By shortening transit routes, the project is expected to reduce freight costs and delivery times, key factors for mining companies operating in landlocked countries.
The railway also forms part of a wider continental trend toward developing infrastructure linked to resource extraction.
Across Africa, governments are investing in rail corridors to connect mining basins with ports, aiming to unlock export potential and attract foreign investment.
In southern Africa, Mozambique’s Nacala corridor has been used to transport coal from inland mines to a deep-water port and is undergoing upgrades.
Elsewhere, South Africa is pursuing reforms in its rail sector, including improvements to lines serving mining regions, while North African countries are advancing similar projects tied to iron ore and phosphate production.
In West Africa, Guinea has begun operations on part of a railway linked to the Simandou iron ore project, and Liberia is planning upgrades to its Yekepa–Buchanan line to support exports.
Central African countries such as Gabon are also investing in rail infrastructure to improve the transport of commodities like manganese.
Meanwhile, large-scale corridor projects in East Africa, including the Lobito and TAZARA routes, are attracting billions of dollars in investment as part of efforts to strengthen regional connectivity.
Despite growing momentum, financing remains a major challenge for many of these projects.
The Kafue–Lion’s Den railway will require substantial capital, and securing funding will be critical to moving the project from planning to execution.
Technical considerations also pose hurdles, particularly ensuring that the new line integrates smoothly with existing rail networks to allow efficient cross-border operations.
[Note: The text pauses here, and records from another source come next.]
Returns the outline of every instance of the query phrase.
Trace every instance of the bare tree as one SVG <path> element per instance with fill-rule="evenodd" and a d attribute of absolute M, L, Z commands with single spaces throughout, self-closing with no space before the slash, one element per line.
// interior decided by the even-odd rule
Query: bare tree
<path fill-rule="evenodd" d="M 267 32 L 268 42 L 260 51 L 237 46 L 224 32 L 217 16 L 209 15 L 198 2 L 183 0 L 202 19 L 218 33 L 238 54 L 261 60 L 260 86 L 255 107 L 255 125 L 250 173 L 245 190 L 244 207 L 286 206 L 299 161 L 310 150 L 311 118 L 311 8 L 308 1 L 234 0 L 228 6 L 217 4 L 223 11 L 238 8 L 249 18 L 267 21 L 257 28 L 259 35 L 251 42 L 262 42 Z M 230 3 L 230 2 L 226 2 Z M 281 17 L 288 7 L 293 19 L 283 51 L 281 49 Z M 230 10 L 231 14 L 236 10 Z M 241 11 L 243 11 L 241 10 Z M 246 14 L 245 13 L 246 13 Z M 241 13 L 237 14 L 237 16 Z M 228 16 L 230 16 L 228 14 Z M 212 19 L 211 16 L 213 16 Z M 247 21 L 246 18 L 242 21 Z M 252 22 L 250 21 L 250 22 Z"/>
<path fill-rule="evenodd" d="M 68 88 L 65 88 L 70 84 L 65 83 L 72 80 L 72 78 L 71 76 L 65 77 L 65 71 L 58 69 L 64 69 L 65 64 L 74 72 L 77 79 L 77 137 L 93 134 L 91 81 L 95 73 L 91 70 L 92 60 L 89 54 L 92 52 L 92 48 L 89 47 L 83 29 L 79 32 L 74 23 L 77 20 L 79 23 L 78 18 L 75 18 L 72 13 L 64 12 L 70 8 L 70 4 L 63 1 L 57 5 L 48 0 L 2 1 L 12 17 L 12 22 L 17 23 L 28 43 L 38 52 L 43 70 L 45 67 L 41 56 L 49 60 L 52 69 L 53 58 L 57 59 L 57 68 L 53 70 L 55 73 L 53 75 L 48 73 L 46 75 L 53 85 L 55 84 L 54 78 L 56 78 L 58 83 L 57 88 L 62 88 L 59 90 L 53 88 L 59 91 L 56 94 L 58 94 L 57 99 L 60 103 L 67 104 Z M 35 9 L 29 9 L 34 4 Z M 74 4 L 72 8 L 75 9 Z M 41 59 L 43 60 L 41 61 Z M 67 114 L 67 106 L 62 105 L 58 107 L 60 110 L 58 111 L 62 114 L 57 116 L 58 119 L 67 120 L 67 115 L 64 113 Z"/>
Analysts say interoperability, maintenance capacity and regulatory coordination will be key factors determining the project’s success.
If completed, the corridor could play a significant role in enhancing export capacity for both Zimbabwe and Zambia, while contributing to broader regional integration.
For now, the agreement signals a renewed push by African countries to leverage infrastructure development as a driver of economic growth, particularly in resource-rich regions seeking to maximise the value of their mineral exports.